Unfortunately, the optimizer still prefers the old plan without forcing the index, because on paper, 1.4k better than 5.1M. Basically, the optimizer’s estimate doesn’t account for the expensive length() calculations happening later. FORCE INDEX overrides the optimizer’s decision, since we know that reading ~5M precalculated values will be faster than calculating length() on the poorly filtered intermediate result set.
select
p.code,
r.id
from ProductDictionary as p FORCE INDEX(lcode_instrument)

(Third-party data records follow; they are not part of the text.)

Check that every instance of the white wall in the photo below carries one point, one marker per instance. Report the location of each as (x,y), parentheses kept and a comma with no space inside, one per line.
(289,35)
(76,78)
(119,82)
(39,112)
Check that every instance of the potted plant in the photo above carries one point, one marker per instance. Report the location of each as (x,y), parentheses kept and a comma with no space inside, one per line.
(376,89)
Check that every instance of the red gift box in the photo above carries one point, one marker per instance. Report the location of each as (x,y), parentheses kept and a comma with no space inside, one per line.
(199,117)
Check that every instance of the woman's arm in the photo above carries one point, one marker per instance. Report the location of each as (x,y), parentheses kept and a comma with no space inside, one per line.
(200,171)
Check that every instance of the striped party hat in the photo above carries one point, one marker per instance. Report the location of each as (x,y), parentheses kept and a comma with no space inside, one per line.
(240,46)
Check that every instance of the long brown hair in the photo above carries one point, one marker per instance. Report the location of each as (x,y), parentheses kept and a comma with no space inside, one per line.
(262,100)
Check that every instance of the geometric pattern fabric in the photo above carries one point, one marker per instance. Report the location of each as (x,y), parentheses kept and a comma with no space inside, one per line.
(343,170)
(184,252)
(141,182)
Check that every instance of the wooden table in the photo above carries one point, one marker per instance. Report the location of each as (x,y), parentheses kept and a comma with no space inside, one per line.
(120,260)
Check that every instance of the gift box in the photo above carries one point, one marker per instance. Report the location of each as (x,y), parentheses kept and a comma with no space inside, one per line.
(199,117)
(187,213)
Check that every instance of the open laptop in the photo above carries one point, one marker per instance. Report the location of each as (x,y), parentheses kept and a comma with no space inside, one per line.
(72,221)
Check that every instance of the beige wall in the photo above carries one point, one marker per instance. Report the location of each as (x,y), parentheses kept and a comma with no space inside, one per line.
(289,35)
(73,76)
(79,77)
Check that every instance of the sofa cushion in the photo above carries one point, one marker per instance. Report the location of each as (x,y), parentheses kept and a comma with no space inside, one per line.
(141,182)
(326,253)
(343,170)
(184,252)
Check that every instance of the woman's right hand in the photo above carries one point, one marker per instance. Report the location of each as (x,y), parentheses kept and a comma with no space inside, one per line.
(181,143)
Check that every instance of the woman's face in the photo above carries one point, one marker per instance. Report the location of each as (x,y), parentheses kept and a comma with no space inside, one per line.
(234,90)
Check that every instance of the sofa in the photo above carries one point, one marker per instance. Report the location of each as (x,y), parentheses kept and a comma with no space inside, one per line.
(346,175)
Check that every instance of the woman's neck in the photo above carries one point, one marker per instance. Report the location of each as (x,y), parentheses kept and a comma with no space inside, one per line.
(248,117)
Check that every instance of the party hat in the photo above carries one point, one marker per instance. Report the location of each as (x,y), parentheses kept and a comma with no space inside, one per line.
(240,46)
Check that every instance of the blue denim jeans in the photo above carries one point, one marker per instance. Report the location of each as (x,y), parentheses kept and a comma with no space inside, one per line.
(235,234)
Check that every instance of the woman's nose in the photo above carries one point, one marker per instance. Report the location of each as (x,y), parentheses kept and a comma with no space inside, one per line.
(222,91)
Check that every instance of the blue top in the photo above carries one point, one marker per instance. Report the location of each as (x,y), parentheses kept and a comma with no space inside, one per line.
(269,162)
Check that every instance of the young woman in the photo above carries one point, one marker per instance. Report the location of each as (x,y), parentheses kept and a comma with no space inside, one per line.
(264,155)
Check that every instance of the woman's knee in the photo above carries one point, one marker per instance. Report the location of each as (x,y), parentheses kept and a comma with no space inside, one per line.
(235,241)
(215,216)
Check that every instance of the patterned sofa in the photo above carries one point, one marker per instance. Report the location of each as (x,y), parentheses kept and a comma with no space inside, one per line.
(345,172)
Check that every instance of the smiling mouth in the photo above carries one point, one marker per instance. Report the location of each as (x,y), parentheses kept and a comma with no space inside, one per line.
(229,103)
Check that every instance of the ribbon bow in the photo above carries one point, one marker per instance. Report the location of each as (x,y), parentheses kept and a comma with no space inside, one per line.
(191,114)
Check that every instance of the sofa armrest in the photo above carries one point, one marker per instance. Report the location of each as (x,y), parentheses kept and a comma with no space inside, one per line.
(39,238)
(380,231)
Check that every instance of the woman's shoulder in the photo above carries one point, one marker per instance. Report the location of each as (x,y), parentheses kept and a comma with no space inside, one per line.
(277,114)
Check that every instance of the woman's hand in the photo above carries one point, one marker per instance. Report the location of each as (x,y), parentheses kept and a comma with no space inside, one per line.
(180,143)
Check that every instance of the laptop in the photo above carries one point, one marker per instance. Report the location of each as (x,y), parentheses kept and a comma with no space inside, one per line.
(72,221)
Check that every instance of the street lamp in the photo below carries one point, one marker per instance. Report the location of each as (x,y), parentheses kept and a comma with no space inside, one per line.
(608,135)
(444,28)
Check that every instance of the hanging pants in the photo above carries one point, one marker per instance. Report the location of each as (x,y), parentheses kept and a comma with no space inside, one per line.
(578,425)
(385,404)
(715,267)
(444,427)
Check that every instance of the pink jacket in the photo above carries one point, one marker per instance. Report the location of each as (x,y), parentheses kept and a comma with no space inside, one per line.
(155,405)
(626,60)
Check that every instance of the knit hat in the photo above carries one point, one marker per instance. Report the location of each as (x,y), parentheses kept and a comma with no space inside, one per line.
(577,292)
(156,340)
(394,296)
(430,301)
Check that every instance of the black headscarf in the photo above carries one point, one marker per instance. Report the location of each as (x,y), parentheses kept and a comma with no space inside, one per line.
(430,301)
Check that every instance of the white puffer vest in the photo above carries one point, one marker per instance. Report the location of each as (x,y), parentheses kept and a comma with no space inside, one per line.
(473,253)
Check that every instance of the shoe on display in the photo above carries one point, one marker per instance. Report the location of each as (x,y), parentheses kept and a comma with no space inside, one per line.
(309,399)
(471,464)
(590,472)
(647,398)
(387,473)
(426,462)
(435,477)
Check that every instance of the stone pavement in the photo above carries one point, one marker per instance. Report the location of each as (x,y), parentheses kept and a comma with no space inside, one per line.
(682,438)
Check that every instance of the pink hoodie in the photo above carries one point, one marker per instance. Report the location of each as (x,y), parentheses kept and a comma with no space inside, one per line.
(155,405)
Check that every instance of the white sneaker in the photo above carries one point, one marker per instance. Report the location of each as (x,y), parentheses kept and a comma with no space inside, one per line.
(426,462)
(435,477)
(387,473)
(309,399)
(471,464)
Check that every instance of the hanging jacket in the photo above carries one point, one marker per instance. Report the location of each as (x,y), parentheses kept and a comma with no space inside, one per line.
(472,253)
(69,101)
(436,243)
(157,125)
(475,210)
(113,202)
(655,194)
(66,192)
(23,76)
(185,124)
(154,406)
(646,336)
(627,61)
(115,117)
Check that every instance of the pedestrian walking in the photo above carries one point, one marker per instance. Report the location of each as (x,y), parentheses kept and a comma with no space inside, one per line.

inner join RuleDictionary as r on r.rule_set_id=p.rule_set_id and r.module_id=p.module_id
where length(p.class)<3
and p.code_length=12
and p.type in ('X','Y','Z');
Checking the output:
{results omitted}
215719 rows in set (20.59 sec)
This is now indeed faster (47.7s -> 20.6s giving us a 57% speed boost), while giving the same result as desired. The table isn’t extremely huge, so the extra disk space needed for the generated column was an acceptable tradeoff here.
In cases where the workload is more write heavy, but light on reads, a VIRTUAL column might be preferred, where the data is not stored on disk (therefore having no write penalty), and the result is calculated during the runtime of the SELECT queries. As this problem was part of a data pipeline, the PERSISTENT is a better choice, as the underlying data doesn’t receive continuous streams of changes.
For MySQL readers: you may opt for creating a functional index like:
ALTER TABLE ProductDictionary ADD INDEX lcode_instrument((length(code)), type);
Which should achieve a similar result.
Conclusion
Using the generated column didn’t end up being a massive performance improvement in this particular situation, but when it comes to time sensitive data pipelines, every second matters, and this is an easy concept to take in for potential future use cases.
As a sidenote, it is interesting to note that fewer rows expected by the optimizer in EXPLAIN does not always translate to a faster query, even if it usually does. If the option with the fewer rows runs slower, it might mean that it is worth to check on how and when the filtering happens.